Study: Orlando is Nation’s 3rd Most Competitive Rental Market 


    To rank the most in-demand rental markets in the first part of 2022, we turned to Yardi data and analyzed the largest 100 metro areas based on occupancy rates, the number of renters applying for an available unit, vacancy days, the percentage of renewed leases, and the share of new apartments completed.

    Here are the highlights for Orlando: 

    • In the first part of the year, only a quarter of renters decided to move into a new apartment, as 73% of Orlando’s apartment-dwellers chose to stay put and renew their leases
    • Despite an increase of 1.5% in the total number of apartments compared to the end of 2021, Orlando is far from meeting the growing demand for housing.
    • As a result, for every vacant apartment in the city, there were, on average, 22 applicants. The competition was even  fiercer in other Florida markets, like Miami-Dade County, where 31 renters applied for one available unit. 
    • On average, it took only 30 days for a vacant apartment in Orlando to be rented out. With occupancy rates at 97%, prospective renters had limited housing options in this bustling market. 
    • Nationwide, occupancy rates reached 95.5%. On average, vacant apartments stayed on the market for 35 days and the number of prospective renters applying for one available unit was 14. More so, 61.7% of renters renewed their leases in the first part of the year.

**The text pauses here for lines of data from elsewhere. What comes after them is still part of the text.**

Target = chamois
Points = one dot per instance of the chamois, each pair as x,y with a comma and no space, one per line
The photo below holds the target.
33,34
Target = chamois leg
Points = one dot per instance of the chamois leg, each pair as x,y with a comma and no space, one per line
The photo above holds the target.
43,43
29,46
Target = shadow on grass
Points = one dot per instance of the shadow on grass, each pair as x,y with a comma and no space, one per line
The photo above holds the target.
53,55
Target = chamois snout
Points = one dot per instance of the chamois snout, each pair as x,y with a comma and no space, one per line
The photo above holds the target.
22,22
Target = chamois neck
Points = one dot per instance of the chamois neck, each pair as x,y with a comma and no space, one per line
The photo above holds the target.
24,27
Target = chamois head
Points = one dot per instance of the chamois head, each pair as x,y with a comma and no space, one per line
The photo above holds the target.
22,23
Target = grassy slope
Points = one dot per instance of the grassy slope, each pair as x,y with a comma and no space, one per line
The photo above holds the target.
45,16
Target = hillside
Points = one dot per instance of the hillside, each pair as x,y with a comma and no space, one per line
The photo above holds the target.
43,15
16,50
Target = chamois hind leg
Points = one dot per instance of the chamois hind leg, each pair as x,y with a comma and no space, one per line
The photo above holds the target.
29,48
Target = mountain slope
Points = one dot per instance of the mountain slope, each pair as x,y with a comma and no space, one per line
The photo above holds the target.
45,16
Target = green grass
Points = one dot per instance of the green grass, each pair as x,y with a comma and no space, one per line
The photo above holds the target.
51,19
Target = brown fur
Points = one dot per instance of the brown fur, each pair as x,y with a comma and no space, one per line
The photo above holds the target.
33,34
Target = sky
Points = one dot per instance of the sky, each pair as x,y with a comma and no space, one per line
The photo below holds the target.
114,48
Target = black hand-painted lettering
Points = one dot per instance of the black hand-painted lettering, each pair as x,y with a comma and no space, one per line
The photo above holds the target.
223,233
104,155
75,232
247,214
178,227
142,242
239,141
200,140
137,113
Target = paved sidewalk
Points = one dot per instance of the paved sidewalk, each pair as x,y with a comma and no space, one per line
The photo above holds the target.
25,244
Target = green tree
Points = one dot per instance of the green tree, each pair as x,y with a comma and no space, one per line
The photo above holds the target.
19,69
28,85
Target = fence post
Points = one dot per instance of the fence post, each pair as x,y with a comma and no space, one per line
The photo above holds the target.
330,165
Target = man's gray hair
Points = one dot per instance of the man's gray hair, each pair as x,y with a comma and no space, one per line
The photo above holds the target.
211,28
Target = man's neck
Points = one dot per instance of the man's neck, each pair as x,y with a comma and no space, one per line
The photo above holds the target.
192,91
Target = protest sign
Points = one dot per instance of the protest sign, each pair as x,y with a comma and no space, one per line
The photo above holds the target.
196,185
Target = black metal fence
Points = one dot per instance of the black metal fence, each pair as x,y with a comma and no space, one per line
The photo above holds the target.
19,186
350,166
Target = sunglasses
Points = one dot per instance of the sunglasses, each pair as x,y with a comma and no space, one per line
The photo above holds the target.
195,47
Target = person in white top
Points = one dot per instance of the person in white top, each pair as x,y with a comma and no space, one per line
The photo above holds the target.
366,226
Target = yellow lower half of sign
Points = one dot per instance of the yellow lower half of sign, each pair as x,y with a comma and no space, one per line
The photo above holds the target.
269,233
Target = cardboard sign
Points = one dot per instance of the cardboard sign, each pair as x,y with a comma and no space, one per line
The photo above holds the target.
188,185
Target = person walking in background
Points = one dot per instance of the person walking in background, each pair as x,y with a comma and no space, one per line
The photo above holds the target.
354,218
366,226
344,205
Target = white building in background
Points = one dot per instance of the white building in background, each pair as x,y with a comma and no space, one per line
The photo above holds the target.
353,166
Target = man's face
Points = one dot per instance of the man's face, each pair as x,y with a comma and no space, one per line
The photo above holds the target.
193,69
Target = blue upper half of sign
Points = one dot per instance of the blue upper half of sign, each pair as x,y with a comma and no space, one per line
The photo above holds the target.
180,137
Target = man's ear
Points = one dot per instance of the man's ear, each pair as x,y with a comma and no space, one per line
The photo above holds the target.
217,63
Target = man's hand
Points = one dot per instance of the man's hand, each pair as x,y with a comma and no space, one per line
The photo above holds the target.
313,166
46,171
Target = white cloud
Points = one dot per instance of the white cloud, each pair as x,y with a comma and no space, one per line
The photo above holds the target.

    The housing market is sizzling throughout the entire U.S., but Florida is the nation’s most competitive region when it comes to renting, with  five metros occupying the top  20 spots in our ranking — Miami-Dade, Orlando, Southwest Florida, Broward County and Tampa. In addition, more and more house hunters are starting to feel the strain of surging inflation and mortgage rates. As a result, they are delaying or completely giving up on their dream to become homeowners, which puts even more pressure on the apartment market.